Colaboradores da Águas de Ariquemes aprendem sobre os Eixos Migratórios de Rondônia

Segundo informações do Ministério da Mulher, da Família e dos Direitos Humanos (MMFDH), somente em 2018 foram registradas mais de 600 denúncias de discriminação racial, se for considerado que grande parte das vítimas ainda ficam caladas, o número pode ser mais assustador. Atuando na promoção da igualdade e diversidade racial os colaboradores da Águas de Ariquemes, concessionária responsável pelos serviços de tratamento e distribuição de água e esgotamento sanitário, receberam uma verdadeira aula, com o tema Eixos Migratórios de Rondônia, o mestre em História e Estudos Culturais, Uilian Nogueira de Lima, palestrou por mais de 3 horas, fazendo paralelos entre a História antiga e  o racismo da atualidade.

 

A iniciativa é desenvolvida em outras 49 unidades do grupo, Aegea Saneamento, diversas ações de engajamento, trabalhando os pilares de empregabilidade, desenvolvimento e relacionamento, por meio do Programa Respeito Dá o Tom tem sido aplicadas. O professor mestre, Uilian Nogueira de Lima, parabenizou a concessionária por esta atuação, reforçando o quanto o racismo ainda é velado na sociedade. “A nível de Rondônia, poucas empresas levantam esta bandeira, sim a igualdade racial. Um dos processos para vencer o preconceito é o conhecimento, a informação.
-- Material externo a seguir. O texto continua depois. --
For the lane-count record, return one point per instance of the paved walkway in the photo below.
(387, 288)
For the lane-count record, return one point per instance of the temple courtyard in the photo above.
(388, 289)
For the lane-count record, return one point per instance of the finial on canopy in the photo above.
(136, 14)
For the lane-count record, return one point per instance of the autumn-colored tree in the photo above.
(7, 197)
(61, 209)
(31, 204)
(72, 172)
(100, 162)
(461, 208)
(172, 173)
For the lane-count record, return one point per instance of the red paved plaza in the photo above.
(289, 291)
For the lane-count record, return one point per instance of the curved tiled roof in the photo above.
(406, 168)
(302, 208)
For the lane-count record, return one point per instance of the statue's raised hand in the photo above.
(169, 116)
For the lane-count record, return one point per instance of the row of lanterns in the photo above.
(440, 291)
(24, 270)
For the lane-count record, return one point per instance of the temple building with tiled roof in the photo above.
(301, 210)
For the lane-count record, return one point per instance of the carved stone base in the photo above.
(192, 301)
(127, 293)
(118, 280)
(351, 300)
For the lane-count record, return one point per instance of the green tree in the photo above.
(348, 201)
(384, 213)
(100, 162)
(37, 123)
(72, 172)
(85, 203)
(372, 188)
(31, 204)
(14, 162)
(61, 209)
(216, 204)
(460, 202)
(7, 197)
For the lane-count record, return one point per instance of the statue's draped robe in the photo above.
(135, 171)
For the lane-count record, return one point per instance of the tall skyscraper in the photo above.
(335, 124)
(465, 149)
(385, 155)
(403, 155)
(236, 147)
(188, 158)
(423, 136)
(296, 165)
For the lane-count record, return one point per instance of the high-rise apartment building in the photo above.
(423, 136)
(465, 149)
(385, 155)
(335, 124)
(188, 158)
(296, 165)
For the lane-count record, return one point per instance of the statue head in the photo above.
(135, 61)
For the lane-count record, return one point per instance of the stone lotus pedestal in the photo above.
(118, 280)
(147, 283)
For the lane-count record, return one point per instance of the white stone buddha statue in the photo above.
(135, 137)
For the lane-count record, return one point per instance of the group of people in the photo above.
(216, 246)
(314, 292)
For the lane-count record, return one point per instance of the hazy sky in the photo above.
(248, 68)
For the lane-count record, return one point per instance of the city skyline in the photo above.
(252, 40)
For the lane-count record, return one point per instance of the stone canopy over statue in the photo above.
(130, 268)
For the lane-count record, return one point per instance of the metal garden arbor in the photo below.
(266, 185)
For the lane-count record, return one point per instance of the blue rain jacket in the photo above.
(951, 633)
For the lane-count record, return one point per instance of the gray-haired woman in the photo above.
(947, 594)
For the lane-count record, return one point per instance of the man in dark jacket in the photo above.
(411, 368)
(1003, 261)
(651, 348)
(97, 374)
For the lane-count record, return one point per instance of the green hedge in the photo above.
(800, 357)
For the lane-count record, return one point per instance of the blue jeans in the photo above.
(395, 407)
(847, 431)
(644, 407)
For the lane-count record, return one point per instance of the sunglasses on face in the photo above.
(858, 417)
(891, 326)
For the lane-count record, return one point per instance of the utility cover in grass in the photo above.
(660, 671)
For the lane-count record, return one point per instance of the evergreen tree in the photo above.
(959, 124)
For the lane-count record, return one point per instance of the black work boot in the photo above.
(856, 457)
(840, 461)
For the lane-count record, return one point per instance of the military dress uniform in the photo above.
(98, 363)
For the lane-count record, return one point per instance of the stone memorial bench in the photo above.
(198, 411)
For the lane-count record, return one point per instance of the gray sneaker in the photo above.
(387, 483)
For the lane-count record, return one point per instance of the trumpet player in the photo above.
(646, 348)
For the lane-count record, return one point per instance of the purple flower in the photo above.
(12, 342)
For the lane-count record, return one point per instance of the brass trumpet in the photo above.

Acredito que não só o povo rondoniense precisa conhecer melhor sua História, todas as regiões tiveram influencias migratórias negras, seus descendentes, suas raízes, há negritude corre em nossas veias”, pontuou.

 

Ainda segundo Nogueira de Lima, “existem muitos negros que sentem vergonha da cor de sua pele, pessoas que passam despercebidas no dia- dia, mas quando aprendem de onde vieram, povo forte, guerreiro, desbravador, tudo fica mais fácil. Nosso papel quanto sociedade é compactuar com a aceitabilidade e respeito de todas as cores, raças e gêneros”, finalizou.

 

“Com os treinamentos, atividades e palestras do programa Respeito Dá o Tom, temos aprendido mais sobre racismo, influências e interesses raciais, tenho repassado para amigos e familiares. Percebi a variedade de vícios de linguagens de cunho racista usamos, precisamos corrigir isso, fazer desuso”, ressaltou a engenheira ambiental, Zaida Siufi.

 

História - Durante a palestra, foram pontuados modo significativo os quatros êxodos do povo negro para o Estado de Rondônia. O primeiro foi no século XVIII, negros, escravos vieram para trabalhar na mineração do Guaporé. O segundo ciclo de migração, já no século XX, também para mão de obra escrava, porém, para liderar os negros escravos que já existiam, barbadianos, afro-caribenhos. O terceiro, em 1940, os negros exilados de outras nações, sem etnicidades, de vários lugares do continente africano, todos em busca de trabalho e riquezas. O quarto, aconteceu recentemente 2012, onde mais de 5 mil haitianos entraram em Rondônia, devido à grande destruição, furação Sandy, que varreu o país. Para os pesquisadores muitos destes haitianos migraram para outras partes do Brasil, principalmente para região centro-oeste.